O resultado veio após quatro testes. Os pais dizem que sentiram que receberam ali “uma missão”.
“Quando decidimos criar uma página, começamos a procurar os artigos e textos sobre crianças surdas e pais surdos, não encontramos muitas informações”, diz a mãe.
No Brasil, segundo ela, não é comum ter filhos surdos de pais surdos. “Acho que só tem 5% de casos como nós. Então, percebemos que era necessário trocar as ideias”.
A página tem hoje 107 mil seguidores e vídeos que variam de 13 mil a 200 mil visualizações. Além de mostrar a rotina de Fiorella, a família, que vive em Pelotas, cidade a 260 km de Porto Alegre, fala sobre a educação de uma criança surda e como a vida de uma família que não pode ouvir consegue ser completamente normal.
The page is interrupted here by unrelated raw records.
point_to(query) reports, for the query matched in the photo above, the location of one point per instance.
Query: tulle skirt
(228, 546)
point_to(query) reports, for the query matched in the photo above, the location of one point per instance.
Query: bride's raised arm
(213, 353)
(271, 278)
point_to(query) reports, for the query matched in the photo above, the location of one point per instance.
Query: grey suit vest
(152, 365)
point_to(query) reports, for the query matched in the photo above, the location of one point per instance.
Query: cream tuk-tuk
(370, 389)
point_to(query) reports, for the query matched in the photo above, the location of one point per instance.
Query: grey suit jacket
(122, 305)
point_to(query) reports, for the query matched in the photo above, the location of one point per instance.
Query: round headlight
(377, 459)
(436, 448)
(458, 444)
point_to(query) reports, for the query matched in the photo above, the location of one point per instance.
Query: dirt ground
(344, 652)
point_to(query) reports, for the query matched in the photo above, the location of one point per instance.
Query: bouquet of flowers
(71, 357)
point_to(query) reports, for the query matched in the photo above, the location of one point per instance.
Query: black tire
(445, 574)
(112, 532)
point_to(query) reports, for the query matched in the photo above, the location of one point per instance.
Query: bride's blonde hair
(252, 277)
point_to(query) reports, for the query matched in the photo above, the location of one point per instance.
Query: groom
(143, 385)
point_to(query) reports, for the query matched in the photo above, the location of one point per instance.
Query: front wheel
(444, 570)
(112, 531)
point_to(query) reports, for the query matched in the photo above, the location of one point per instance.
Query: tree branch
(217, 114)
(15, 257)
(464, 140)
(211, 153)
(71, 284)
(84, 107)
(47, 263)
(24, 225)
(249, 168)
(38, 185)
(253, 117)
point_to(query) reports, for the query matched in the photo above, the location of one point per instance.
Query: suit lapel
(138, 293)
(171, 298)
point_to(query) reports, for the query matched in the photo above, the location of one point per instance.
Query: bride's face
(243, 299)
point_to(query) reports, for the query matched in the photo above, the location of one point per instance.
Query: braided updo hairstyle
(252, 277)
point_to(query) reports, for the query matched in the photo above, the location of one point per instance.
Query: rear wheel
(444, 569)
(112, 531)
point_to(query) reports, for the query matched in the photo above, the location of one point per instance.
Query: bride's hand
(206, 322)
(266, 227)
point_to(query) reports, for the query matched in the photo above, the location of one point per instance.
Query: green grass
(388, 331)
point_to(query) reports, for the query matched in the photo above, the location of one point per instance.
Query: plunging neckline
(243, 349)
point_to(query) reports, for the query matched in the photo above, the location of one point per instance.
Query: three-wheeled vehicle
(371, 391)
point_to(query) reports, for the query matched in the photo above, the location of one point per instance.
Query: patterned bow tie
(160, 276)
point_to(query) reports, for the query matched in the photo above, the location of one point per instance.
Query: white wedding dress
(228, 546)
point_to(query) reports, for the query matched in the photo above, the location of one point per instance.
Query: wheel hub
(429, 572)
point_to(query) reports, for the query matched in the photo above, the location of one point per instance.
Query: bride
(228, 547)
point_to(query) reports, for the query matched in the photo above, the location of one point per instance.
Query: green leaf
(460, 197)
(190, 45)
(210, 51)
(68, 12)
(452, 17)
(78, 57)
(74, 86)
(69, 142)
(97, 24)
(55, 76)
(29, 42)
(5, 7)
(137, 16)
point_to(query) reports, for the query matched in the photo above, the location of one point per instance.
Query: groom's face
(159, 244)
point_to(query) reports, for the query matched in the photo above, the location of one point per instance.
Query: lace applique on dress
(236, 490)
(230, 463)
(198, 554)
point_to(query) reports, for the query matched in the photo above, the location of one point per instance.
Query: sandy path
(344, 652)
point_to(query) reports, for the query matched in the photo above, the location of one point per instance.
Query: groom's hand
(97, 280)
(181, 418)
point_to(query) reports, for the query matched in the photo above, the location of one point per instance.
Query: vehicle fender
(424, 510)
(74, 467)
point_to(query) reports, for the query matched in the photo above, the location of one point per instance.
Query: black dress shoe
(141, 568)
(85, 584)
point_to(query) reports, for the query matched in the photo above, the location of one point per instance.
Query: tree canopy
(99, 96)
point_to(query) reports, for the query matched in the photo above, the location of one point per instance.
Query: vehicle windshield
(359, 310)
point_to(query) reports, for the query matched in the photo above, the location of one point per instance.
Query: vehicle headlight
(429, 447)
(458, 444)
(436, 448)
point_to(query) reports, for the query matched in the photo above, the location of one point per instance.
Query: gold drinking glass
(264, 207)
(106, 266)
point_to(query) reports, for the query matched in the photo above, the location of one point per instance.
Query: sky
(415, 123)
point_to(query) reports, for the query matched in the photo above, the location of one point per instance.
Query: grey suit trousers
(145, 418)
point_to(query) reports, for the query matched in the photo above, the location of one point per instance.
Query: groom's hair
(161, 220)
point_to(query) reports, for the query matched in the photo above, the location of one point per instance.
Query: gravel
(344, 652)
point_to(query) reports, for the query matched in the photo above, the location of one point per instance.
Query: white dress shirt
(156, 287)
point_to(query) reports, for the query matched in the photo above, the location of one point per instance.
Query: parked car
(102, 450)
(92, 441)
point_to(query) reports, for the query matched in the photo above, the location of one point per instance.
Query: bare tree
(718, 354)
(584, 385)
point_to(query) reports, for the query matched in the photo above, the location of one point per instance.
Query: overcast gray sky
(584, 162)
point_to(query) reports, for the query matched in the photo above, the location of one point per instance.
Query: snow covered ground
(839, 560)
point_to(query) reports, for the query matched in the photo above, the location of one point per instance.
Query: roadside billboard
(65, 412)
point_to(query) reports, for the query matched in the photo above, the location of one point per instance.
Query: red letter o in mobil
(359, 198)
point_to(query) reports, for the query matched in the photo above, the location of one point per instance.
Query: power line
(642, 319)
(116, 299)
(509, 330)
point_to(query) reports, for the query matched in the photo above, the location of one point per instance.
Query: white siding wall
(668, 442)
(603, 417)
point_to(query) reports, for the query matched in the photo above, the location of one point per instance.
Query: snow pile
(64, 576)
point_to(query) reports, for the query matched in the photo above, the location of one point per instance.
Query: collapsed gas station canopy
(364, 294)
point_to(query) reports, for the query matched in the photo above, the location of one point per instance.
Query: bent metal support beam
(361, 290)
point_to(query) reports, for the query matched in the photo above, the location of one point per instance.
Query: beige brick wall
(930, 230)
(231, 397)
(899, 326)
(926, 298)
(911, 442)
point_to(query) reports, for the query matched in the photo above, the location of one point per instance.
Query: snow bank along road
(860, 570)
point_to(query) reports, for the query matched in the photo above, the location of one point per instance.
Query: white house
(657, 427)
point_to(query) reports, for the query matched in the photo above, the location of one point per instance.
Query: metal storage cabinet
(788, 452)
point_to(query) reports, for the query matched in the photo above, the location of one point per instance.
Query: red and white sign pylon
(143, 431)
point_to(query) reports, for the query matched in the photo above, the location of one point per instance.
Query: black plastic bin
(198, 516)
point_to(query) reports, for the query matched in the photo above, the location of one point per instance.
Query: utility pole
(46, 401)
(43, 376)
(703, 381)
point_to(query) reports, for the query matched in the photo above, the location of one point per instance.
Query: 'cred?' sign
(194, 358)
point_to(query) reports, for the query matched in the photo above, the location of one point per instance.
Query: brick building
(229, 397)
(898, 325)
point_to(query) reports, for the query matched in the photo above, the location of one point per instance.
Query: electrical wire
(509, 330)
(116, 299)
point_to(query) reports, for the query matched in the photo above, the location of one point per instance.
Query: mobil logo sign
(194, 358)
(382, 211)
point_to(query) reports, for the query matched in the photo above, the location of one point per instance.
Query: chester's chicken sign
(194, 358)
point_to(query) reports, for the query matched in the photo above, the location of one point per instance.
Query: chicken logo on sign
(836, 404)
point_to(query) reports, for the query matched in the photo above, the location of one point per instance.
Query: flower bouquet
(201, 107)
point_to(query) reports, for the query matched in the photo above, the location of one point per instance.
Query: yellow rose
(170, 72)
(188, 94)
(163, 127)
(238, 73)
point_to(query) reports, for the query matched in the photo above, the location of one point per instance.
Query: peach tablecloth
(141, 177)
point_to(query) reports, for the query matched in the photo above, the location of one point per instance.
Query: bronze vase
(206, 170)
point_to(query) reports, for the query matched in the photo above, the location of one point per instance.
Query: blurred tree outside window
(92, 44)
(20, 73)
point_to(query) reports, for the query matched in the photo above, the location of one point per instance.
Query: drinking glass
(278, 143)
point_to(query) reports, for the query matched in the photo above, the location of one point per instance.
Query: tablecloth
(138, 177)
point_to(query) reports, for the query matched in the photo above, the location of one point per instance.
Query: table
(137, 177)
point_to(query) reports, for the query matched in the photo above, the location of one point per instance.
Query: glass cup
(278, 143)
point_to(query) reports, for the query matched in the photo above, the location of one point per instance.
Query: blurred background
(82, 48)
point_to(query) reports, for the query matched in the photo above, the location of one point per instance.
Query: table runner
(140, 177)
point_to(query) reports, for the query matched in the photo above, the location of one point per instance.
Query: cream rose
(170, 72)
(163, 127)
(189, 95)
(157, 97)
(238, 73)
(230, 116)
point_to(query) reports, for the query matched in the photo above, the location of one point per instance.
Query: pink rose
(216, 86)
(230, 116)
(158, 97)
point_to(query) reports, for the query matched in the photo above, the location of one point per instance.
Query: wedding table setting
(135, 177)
Nos vídeos, todos em sinais (a segunda língua oficial do Brasil) e legendas, a menina e os pais conversam sobre alfabeto de sinais, as aranhas que viram na casa da avó e que assustaram a pequena, comidas das quais ela gosta, viagens e historinhas preferidas.
Os locais escolhidos para os vídeos são da rotina da família. Em um deles, em uma lanchonete, a mãe mostra objetos como as bisnagas de catchup e mostarda para perguntar, em sinais, para Fiorella as cores ao redor dela.
Em outro, a família está na praia, e a legenda do vídeo para quem não entende Libras permite entender que exprimem à pequena as palavras do cenário: “Fiore [apelido dela] e a praia”. “Aqui é a água, vem!”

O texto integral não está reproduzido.